As for PEV(c) the last expression of CD(c) is computationally more efficient, because of the reduced size of the matrix to be inverted when the number of observations is smaller than the total number of individuals. The CD(c) is equivalent to the expected reliability of the contrast. It takes values between 0 and 1, a CD(c) close to 0 means that the prediction of the contrast is not reliable, whereas a CD(c) close to 1 means that the prediction is highly reliable. The generalized CD(c) is equal to \( \boldsymbol{CD}\left(\boldsymbol{c}\right)=1-\frac{\boldsymbol{PEV}\left(\boldsymbol{c}\right)}{{\boldsymbol{c}}^{\prime}\boldsymbol{Ac}{\sigma}_g^2} \). As a result, the CD(c) increases with diminishing PEV(c) and with increasing genetic distance between individuals involved in the targeted contrast. An increase of the genetic distance will indeed increase the genetic variance of the contrast.
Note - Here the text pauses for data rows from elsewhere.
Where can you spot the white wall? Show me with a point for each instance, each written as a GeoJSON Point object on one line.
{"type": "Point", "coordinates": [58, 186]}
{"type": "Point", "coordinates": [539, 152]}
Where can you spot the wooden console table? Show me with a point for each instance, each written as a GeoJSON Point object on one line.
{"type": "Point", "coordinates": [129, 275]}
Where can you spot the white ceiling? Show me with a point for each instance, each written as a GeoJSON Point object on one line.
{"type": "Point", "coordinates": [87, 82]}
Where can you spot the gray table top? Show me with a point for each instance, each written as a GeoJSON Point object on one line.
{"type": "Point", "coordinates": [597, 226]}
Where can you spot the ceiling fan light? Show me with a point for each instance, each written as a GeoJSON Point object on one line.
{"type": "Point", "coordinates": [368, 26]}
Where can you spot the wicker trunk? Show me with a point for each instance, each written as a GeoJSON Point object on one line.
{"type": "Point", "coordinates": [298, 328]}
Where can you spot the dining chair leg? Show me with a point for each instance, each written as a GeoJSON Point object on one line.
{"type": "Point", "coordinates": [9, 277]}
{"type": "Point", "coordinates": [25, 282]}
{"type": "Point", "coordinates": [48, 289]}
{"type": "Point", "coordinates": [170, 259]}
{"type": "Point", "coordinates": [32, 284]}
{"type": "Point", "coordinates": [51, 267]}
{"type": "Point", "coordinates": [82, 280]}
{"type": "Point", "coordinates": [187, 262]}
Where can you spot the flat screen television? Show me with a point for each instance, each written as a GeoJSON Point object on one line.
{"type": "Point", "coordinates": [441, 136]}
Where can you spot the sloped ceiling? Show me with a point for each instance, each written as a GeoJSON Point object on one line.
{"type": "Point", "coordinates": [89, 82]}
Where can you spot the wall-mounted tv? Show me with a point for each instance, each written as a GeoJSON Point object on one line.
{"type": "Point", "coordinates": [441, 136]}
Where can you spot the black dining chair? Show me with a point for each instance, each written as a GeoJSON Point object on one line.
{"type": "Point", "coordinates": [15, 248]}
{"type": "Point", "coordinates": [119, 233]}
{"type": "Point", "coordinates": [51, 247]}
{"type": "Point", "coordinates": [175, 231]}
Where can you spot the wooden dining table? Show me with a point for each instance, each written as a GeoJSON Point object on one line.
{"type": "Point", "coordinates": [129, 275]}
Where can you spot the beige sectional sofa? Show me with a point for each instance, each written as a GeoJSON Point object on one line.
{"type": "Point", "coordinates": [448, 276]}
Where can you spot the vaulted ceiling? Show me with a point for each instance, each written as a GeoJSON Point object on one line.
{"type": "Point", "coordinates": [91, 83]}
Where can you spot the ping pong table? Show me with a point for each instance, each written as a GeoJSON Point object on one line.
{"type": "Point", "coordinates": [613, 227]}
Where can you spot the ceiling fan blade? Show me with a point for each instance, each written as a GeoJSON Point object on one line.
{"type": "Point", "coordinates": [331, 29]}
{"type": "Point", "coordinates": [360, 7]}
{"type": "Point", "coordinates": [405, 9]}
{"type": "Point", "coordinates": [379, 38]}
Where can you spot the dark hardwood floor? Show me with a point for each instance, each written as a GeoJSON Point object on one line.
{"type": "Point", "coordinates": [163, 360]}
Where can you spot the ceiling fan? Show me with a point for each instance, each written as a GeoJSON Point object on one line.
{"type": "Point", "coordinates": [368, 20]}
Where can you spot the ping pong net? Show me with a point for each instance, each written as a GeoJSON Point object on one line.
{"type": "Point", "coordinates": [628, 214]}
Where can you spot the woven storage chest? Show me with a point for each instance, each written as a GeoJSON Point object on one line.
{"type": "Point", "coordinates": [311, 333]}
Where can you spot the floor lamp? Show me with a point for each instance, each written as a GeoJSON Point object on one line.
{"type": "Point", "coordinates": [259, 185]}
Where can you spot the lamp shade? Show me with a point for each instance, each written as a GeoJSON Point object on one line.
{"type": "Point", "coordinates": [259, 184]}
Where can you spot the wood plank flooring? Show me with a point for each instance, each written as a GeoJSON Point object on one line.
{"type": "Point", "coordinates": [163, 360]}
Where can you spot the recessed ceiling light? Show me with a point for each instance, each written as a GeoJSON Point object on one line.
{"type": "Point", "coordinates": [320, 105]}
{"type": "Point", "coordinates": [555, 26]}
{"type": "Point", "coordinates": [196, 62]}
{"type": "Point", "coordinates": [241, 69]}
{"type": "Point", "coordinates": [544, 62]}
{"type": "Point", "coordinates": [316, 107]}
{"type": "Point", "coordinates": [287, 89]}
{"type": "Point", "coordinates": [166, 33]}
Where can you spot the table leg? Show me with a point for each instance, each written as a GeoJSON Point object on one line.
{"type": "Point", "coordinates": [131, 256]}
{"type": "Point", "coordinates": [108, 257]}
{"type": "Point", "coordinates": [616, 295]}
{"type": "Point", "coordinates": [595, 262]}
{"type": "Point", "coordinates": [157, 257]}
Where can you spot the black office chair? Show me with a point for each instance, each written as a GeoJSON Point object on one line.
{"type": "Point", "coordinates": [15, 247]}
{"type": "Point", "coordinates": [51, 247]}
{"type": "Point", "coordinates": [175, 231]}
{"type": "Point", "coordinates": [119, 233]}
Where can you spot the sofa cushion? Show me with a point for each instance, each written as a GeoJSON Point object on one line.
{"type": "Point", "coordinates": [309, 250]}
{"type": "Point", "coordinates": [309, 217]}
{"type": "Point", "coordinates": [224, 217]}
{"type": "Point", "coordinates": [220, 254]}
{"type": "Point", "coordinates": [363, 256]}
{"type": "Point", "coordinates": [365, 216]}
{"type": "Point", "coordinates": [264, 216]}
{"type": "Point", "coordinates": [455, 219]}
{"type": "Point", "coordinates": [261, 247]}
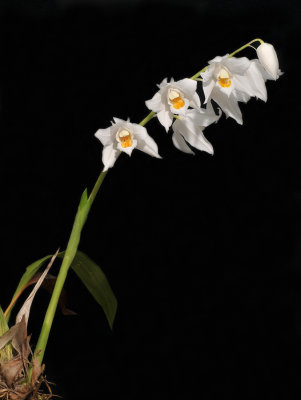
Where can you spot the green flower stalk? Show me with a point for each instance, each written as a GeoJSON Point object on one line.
{"type": "Point", "coordinates": [174, 100]}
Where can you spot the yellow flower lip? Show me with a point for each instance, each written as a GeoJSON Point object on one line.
{"type": "Point", "coordinates": [125, 138]}
{"type": "Point", "coordinates": [224, 78]}
{"type": "Point", "coordinates": [175, 99]}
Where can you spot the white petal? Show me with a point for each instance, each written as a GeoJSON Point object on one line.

Note that if c is replaced by a vector of 0 and a single 1, the resulting CD is no longer the generalized CD of a contrast but the individual CD of the corresponding individual.

Rincent et al. [83] first proposed to use PEV(c) and CD(c) to optimize the composition of the CS in genomic prediction. As CD(c) is the expected reliability of a given contrast c, it is a criterion of choice to maximize prediction accuracy by optimizing the composition of the CS. The main aim of genomic selection is indeed to discriminate between individuals based on their predicted breeding values. As shown above, the computation of these criteria only requires the kinship matrix and the ratio of the error and genetic variances (λ) that can be chosen based on prior knowledge. No phenotypic information is required, so the optimization of the CS can be done prior to any phenotyping. The optimization was only marginally affected by λ in Rincent et al. [83] and Akdemir et al. [99], which means that the CS optimizing PEV(c) or CD(c) is supposed to be efficient for any polygenic trait.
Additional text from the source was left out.